Twenty-five studies (n=4,767) were included. These seemed to comprise 24 RCTs and a study of unknown design.
Twenty-four trials were graded A and one was rated D.
BCG was associated with a statistically significantly lower likelihood of tumour recurrence compared with no BCG (OR 0.61, 95% CI: 0.46, 0.80, p<0.001; based on 24 trials). There was evidence of statistically heterogeneity (p<0.00001; I-squared 76.1%). The results were similar after excluding the only D-rated trial. Drug-induced cystitis, dysuria, frequency/urgency and systemic side-effects were significantly more common in patients given BCG than in patients given chemotherapy and immunotherapy (no data were presented).
The subgroup analysis showed that BCG maintenance therapy was associated with a statistically significantly lower likelihood of tumour recurrence than no BCG (OR 0.47, 95% CI: 0.28, 0.78, p=0.004; based on 1,070 patients in 8 trials). There was evidence of statistical heterogeneity (p=0.002). No statistically significant difference was shown in tumour recurrence in studies that compared no BCG maintenance with no BCG treatment (OR 0.47, 95% CI: 0.28, 0.78, p=0.002; based on 1,070 patients in 8 trials).
The subgroup analysis also showed that BCG was associated with a statistically significantly lower likelihood of tumour recurrence than TUR alone (OR 0.35, 95% CI: 0.20, 0.59, p<0.0001; based on 1,100 patients in 9 trials). There was evidence of statistical heterogeneity (p=0.002). No statistically significant difference in the likelihood of tumour recurrence was shown between BCG and chemotherapy treatment (chemotherapy alone or BCG plus immunotherapy/chemotherapy) (OR 0.88, 95% CI: 0.58, 1.35, p=0.57; based on 1,793 patients in 10 trials). There was evidence of statistical heterogeneity (p=0.0005).

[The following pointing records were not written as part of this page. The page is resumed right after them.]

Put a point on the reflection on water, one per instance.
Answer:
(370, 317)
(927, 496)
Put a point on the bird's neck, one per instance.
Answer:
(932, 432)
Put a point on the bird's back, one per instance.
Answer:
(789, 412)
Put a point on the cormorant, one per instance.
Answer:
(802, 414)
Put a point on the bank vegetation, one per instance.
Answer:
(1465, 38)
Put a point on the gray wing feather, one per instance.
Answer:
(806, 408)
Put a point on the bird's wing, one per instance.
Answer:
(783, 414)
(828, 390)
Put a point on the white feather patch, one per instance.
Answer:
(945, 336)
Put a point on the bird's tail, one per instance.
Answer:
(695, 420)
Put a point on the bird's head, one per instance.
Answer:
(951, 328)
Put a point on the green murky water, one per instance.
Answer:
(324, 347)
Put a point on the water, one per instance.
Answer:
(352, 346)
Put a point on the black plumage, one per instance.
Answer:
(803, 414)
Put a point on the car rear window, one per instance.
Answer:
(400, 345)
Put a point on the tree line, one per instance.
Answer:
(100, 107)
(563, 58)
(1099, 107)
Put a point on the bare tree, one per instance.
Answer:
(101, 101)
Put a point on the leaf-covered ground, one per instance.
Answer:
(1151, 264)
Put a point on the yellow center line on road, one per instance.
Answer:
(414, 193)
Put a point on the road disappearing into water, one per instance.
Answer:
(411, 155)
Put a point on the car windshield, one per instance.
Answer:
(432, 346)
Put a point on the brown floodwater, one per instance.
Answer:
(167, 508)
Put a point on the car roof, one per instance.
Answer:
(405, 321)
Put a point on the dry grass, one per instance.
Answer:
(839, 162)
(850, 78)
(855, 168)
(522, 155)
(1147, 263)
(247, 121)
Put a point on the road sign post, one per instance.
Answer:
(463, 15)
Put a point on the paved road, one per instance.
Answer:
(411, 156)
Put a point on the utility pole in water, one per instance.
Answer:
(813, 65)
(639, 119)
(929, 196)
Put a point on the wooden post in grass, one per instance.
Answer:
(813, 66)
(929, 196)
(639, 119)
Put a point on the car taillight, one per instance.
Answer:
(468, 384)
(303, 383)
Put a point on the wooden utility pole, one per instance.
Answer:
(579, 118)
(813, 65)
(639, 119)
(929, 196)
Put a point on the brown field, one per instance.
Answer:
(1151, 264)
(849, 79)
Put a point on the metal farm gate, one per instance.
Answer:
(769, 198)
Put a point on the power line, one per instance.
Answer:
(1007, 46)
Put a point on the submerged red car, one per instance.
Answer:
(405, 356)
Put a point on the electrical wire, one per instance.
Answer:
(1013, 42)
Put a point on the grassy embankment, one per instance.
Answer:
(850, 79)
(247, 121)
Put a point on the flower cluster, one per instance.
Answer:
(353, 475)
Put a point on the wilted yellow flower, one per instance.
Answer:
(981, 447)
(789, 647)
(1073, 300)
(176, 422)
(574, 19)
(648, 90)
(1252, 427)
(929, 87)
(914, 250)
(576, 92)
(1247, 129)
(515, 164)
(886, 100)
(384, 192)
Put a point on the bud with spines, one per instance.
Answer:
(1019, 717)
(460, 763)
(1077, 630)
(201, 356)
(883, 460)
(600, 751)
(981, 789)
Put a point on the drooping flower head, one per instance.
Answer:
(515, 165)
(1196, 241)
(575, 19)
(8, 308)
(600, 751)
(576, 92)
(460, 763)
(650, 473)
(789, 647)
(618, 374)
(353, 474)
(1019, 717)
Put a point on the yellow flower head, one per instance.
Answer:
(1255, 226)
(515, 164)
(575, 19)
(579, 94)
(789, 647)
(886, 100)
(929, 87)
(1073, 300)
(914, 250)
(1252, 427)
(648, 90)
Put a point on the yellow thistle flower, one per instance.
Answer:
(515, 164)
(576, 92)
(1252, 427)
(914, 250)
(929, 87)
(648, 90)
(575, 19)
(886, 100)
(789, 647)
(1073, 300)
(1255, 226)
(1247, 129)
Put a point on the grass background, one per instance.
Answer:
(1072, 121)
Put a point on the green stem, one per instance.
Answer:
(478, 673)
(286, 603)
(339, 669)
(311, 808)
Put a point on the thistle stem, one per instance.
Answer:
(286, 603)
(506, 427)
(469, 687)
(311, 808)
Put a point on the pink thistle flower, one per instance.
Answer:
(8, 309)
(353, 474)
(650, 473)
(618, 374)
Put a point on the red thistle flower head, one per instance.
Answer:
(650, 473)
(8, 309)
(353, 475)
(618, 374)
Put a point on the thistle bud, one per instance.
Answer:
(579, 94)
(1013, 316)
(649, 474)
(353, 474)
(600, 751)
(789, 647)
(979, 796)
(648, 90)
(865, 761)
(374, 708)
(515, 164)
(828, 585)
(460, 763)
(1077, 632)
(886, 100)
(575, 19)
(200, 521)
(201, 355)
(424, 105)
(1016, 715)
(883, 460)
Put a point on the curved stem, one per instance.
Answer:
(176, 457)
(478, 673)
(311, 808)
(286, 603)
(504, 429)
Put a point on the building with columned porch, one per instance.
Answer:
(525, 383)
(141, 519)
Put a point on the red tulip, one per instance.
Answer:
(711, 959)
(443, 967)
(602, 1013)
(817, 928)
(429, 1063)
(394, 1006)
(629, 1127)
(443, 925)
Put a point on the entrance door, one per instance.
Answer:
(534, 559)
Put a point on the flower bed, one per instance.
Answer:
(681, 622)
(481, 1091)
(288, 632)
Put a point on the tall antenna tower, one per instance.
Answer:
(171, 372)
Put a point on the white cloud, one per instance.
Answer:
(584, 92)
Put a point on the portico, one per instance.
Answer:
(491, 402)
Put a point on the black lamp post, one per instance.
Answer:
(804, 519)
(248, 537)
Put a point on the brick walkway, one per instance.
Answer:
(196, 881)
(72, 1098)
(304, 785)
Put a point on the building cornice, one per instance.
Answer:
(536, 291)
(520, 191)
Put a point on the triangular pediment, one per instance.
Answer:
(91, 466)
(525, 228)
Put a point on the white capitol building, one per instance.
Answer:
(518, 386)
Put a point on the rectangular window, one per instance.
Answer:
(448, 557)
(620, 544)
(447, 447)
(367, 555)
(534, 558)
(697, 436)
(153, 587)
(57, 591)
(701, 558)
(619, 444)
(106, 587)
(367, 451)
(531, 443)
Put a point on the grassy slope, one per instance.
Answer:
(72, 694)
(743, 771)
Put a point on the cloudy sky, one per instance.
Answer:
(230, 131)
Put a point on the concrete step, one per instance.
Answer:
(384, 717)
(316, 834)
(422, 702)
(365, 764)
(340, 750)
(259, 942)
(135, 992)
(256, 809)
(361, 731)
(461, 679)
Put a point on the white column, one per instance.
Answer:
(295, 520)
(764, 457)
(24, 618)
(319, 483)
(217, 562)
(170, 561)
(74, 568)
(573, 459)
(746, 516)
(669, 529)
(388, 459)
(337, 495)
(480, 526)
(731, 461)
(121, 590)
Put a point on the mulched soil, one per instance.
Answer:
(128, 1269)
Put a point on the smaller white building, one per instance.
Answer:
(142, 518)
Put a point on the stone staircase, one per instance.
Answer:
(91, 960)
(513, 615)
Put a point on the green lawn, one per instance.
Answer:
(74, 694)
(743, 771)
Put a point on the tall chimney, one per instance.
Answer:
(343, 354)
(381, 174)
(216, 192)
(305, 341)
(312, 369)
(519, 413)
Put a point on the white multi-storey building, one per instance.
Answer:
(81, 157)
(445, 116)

There was no significant effect of BCG when the studies were stratified by BCG strain.
For patients with papillary cancer, BCG was associated with a significantly lower likelihood of tumour recurrence than no BCG (OR 0.50, 95% CI: 0.33, 0.75, p=0.0008; based on 1,397 patients in 10 trials). There was evidence of statistical heterogeneity (p=0.004).